The bioavailability of n-3 long-chain polyunsaturated fatty acids (n-3 LCPUFAs) has shown to be greatly influenced by their location in the triacylglycerol backbone. Therefore, the synthesis of structured acylglycerols (SAcyl), which include eicosapentaenoic acids (EPAs) or docosahexaenoic acids (DHAs) at the sn-2 position, has attracted a great interest. The objective of this study was to optimize the synthesis process of a SAcyl from commercial refined salmon oil and an EPA/DHA concentrate in order to enhance the positioning of EPA and DHA in the sn-2 location of the glycerol moiety.

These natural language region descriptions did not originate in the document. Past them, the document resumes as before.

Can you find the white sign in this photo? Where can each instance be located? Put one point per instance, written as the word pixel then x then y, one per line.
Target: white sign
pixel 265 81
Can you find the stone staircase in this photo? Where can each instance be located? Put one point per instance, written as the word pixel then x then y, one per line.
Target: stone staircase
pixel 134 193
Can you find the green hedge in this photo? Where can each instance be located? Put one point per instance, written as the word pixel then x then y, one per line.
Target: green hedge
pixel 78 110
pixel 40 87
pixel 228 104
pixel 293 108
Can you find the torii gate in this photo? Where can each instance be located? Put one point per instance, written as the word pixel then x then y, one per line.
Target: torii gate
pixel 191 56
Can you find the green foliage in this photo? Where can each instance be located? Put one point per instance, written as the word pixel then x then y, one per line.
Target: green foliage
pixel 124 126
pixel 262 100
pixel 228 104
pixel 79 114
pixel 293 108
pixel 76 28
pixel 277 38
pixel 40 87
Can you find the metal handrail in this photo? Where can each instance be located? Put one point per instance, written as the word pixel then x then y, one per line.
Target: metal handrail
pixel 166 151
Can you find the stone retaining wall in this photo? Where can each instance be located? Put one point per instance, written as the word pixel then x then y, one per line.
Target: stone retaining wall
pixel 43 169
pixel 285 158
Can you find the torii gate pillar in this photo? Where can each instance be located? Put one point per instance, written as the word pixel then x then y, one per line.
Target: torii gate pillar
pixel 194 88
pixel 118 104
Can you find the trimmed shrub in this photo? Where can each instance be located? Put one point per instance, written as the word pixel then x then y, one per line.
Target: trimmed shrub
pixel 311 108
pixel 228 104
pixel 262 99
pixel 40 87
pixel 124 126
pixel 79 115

For this purpose, immobilized lipase B from Candida antarctica (nonspecific) was used for the acidolysis process under the CO2 supercritical condition. As a result of carrying out a Draper-Lin composite design through the response surface methodology of 18 experiments, an optimized extraction including SAcyl compounds was obtained. Mass spectrometry (MALDI-TOF) analysis was employed to identify the EPA/DHA location at the sn-2 position in the resulting glycerol moiety. In the fraction obtained, an increase in the EPA and DHA content at the sn-2 position was detected. Remarkably, the optimized SAcyl obtained after 6 h, 82 bar, and 60 °C led to the highest EPA/DHA yield at the sn-2 position in the resulting molecule.